Narendra Modi, chief minister of Gujarat, should not be granted US visa "because of the very serious doubts that remain and that hang over Modi relative to his role in the horrific events of 2002" in the state, said an official.
Asked to comment on Modi's emergence as the de facto prime ministerial candidate for India's opposition Bharatiya Janata Party, Katrina Lantos Swett, vice chairperson of the bipartisan US Commission on International Religious Freedom, told the New York Times: "It is no outside nation's or no individual's role to tell them who should be the next leader of India."
But "for the people of India, I think it is important for them to consider very carefully who it is they want to be their next prime minister", she said.
In the commission's view Modi should not be granted the US visa "because of the very serious doubts that remain and that hang over Modi relative to his role in the horrific events of 2002 in Gujarat", Swett said.
The goverment commission reviews religious freedom violations worldwide and makes non-binding policy recommendations to the president, the secretary of state and the US Congress.
When told that Indian courts have not yet found any evidence of Modi's involvement in the 2002 violence in Gujarat, Swett said: "Certainly in our system of justice you can be found not guilty, which is not the same thing as found innocent."
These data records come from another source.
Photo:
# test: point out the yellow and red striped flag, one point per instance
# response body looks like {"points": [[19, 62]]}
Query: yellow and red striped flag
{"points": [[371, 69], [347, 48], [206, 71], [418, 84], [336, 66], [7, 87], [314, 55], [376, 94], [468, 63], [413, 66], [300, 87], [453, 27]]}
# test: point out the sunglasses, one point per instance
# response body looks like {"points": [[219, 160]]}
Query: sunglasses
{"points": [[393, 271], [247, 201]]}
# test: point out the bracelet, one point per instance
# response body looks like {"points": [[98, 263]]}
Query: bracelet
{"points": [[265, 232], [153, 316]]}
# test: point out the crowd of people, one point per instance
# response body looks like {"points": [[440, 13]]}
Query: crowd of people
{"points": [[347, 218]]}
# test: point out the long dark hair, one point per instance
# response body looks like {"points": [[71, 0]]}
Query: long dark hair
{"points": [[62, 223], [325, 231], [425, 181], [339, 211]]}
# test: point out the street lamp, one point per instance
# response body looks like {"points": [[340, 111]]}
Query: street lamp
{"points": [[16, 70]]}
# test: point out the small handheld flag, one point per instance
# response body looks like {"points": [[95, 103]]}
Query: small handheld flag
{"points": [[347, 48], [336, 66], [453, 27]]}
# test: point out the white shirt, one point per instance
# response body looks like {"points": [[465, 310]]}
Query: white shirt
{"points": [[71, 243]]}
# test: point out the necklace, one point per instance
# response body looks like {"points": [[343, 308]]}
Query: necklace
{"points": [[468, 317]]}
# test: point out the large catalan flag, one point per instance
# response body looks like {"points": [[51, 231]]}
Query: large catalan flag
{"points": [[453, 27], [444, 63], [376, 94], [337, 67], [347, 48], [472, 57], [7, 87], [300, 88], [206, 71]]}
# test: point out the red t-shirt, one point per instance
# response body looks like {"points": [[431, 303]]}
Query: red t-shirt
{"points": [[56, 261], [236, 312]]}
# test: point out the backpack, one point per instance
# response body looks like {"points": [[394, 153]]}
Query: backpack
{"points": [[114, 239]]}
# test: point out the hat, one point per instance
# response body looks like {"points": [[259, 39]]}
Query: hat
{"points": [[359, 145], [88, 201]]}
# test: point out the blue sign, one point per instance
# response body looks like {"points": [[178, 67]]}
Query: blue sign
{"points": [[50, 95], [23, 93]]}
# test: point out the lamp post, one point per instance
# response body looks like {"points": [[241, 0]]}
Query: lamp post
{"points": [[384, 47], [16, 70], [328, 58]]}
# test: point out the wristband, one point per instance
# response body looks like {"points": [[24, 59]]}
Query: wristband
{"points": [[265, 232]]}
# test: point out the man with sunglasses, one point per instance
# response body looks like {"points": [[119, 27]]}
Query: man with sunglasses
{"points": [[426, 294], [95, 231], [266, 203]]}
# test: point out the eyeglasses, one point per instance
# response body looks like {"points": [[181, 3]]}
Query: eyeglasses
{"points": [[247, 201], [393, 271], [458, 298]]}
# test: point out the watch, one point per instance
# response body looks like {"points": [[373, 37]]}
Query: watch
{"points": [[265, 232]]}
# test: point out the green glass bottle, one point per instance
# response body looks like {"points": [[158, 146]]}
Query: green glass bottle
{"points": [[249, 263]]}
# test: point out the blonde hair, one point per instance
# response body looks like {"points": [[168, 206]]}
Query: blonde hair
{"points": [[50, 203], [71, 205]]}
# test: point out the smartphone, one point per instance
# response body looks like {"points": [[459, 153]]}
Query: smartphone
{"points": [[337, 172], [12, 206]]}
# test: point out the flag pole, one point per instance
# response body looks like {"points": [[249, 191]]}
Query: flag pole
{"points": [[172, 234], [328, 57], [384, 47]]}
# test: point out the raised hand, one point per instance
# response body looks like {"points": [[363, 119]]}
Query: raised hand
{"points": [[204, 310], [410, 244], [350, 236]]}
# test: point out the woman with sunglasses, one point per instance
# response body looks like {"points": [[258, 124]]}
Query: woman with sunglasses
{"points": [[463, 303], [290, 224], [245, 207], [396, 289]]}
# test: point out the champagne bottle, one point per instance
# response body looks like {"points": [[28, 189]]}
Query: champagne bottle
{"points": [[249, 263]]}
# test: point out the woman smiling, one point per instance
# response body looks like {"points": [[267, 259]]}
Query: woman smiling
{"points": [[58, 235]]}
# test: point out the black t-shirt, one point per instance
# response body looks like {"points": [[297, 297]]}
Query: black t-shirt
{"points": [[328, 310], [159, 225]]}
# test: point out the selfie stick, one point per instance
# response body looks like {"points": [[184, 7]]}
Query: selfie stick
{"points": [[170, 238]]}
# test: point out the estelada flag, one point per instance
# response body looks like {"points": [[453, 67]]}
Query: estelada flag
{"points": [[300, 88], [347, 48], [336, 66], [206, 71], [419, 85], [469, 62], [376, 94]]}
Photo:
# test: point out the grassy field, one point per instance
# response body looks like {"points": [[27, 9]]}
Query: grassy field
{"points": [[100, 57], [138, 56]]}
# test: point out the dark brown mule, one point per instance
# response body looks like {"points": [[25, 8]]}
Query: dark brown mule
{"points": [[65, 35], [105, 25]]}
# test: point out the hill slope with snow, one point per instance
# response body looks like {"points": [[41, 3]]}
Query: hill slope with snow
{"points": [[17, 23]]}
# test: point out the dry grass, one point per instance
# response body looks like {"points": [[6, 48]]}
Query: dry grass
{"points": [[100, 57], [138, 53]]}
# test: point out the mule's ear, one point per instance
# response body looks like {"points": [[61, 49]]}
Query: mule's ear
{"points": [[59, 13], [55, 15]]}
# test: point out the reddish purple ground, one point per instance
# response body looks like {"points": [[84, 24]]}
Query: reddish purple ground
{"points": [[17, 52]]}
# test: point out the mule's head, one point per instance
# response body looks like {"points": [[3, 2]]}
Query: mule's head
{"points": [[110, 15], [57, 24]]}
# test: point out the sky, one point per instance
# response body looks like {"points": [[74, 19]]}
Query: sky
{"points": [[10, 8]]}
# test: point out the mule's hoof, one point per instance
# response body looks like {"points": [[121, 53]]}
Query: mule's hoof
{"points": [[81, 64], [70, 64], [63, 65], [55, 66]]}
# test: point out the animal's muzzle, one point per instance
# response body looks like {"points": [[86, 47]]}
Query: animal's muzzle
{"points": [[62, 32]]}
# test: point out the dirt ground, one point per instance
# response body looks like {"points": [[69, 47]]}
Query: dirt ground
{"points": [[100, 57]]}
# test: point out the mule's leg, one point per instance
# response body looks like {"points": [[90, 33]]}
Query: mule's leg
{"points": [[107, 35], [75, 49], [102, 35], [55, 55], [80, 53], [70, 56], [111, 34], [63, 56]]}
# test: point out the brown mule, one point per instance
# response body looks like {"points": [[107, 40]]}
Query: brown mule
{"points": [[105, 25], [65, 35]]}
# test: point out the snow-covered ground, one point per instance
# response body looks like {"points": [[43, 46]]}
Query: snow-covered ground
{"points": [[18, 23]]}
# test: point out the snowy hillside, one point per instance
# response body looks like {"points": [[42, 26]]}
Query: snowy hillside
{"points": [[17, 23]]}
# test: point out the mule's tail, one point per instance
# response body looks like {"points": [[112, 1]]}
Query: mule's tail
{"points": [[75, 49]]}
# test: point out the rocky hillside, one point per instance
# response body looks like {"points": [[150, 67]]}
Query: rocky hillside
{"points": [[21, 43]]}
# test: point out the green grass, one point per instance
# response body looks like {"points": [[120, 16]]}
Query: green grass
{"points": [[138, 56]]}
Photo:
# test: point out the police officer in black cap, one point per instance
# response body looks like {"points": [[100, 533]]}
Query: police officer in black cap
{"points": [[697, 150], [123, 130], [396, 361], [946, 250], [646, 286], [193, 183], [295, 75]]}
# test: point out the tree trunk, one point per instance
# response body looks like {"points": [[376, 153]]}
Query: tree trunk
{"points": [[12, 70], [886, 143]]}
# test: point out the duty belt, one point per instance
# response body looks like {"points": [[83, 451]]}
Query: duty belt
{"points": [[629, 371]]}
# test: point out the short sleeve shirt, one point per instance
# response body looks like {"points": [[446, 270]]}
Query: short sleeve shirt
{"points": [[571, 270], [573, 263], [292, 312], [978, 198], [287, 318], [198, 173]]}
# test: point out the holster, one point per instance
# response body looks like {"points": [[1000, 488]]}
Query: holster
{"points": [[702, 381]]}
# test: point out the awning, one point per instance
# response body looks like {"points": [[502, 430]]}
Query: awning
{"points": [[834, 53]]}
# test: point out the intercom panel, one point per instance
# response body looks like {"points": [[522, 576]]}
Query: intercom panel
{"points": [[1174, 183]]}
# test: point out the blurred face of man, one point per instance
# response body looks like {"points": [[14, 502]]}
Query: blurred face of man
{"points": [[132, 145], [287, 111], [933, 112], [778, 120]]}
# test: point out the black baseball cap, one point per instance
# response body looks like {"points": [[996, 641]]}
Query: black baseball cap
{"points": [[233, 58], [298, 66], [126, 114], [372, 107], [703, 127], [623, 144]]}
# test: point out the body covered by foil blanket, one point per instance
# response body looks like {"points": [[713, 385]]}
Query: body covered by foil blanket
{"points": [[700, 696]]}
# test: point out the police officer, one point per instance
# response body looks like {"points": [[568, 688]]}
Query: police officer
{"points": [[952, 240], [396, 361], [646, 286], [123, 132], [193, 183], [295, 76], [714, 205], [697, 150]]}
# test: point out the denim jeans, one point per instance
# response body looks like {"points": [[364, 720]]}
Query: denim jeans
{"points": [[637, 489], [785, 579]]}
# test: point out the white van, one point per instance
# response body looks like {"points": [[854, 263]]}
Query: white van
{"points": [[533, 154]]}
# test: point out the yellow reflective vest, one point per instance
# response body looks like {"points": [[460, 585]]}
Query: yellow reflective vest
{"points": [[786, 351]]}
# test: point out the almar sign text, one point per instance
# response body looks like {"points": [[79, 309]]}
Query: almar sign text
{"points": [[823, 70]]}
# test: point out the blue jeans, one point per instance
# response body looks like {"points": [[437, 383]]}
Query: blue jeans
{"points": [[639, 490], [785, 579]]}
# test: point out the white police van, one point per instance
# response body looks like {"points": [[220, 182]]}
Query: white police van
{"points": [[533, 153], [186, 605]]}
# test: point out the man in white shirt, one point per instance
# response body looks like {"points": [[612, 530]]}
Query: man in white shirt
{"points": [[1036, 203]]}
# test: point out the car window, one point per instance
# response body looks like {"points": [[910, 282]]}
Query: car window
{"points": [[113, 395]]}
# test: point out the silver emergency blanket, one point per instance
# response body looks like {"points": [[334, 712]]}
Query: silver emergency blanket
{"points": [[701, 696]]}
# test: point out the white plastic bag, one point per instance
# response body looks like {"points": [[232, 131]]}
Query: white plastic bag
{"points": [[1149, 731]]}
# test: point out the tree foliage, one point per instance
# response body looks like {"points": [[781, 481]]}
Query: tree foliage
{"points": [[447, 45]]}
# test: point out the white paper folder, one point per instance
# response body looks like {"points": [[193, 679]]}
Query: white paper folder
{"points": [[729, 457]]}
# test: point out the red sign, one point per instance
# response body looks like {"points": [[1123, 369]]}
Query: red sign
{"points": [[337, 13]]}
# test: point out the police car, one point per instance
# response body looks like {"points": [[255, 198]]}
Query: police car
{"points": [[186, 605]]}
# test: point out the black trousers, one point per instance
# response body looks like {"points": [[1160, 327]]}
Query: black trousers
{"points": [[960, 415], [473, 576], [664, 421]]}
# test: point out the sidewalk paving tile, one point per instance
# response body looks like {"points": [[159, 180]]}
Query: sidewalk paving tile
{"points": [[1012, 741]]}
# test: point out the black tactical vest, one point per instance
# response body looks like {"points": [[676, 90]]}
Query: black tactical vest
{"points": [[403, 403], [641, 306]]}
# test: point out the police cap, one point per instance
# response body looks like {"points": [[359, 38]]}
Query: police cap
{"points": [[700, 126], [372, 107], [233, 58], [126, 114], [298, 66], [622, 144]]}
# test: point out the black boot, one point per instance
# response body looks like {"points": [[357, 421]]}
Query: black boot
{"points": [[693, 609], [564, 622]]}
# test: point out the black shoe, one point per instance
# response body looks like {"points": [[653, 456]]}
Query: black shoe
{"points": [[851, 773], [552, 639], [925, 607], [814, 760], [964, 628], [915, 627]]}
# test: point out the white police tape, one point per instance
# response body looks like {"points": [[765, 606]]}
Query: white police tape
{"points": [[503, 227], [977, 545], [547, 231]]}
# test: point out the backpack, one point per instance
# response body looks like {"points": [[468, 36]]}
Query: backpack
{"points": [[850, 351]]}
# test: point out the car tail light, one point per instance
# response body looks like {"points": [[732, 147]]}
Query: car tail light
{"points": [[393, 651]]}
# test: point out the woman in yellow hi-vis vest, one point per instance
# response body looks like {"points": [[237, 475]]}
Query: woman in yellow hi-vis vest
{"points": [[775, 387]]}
"Under these circumstances we should follow our laws, which say that we should not give a visa."
Asked if the USCIRF and the state department were on the same page on the visa issue, Swett said: "I would say there probably are different camps within the state department."
"This is being debated in a lively way" in the US Congress too with the supporters and opponents of Modi's visa equally divided, she said.
The division, however, was not along party lines Swett said. "I think it breaks down along which congressmen prioritise human rights versus who don't."